Alethea Huyser, an attorney for the state, said that the U.S. Supreme Court, in the Masterpiece Cakeshop case, recognized states’ authority to enforce anti-discrimination laws. Huyser argued, in an earlier brief to the court, that the Supreme Court held that religious and philosophical objections do not allow business owners to deny equal access to goods and services under “a neutral and generally applicable public accommodations law.”
Tedesco on Tuesday countered that the Masterpiece case also recognized that laws like Minnesota’s “sometimes go too far to force people to express messages about marriage that violate their beliefs.”
Judges Jane Kelly, Bobby E. Shepherd and David R. Stras listened to Tuesday’s arguments and could issue a decision on whether to affirm Tunheim’s dismissal within two to three months, attorneys for both sides said.

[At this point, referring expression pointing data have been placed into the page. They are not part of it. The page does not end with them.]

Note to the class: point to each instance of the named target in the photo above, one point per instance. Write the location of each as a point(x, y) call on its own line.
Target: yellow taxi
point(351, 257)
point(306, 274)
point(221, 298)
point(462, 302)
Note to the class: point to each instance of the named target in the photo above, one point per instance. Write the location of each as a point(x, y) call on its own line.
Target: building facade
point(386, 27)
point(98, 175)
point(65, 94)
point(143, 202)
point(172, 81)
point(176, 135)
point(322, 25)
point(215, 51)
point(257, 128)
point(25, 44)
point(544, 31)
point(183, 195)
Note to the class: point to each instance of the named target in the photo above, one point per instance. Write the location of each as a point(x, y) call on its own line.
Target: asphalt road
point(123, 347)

Early during Tuesday’s arguments, Stras pressed Tedesco on whether the Larsens actually made a clear distinction between refusing to produce a message that they opposed and declining service to a class of people. Tedesco replied that, under Minnesota law, “speech itself is being treated as a public accommodation.”
“This case is a case that squarely presents the question that has been bedeviling courts and governments about how far can the government go when it comes to marriage,” Tedesco later told reporters. “Can they force people to promote ideas about marriage that violate their beliefs?”

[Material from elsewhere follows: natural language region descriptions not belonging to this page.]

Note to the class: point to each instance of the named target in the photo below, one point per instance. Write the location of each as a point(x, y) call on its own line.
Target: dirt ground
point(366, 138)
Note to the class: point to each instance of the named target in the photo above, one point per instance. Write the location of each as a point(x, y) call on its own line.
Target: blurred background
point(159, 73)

The Alliance Defending Freedom also represented Jack Phillips, the Colorado baker behind Masterpiece Cakeshop. Doug Wardlow, Republican candidate for attorney general, worked for the legal nonprofit until recently. A spokesman for U.S. Rep. Keith Ellison, Wardlow’s Democratic opponent, on Tuesday pointed to Wardlow’s ties to the group as part of his “long history of defending discrimination.” A Wardlow spokesman countered that Ellison’s campaign was “desperate to talk about anything other than the credible domestic violence allegations that have been made against him.”
In St. Paul on Tuesday, a group of several dozen supporters, including young children holding signs that read “Minnesota Stop Compelling Speech,” gathered outside the courthouse after the hearing as Tedesco and Carl Larsen spoke to reporters. Larsen described inviting people from all backgrounds into the family’s home and said thousands of visitors’ names are etched on a 12-foot long table he called the centerpiece of the family’s household.
Larsen said he and his wife have worked “with many LGBT people on our film projects. We benefit from their creativity, their friendship and their business.”
“Our ability to laugh, dialogue and work together gives us great hope that our nation can transcend political and cultural disagreements that so easily fracture our communities,” he said. “But the Minnesota government is attempting to destroy that hope.”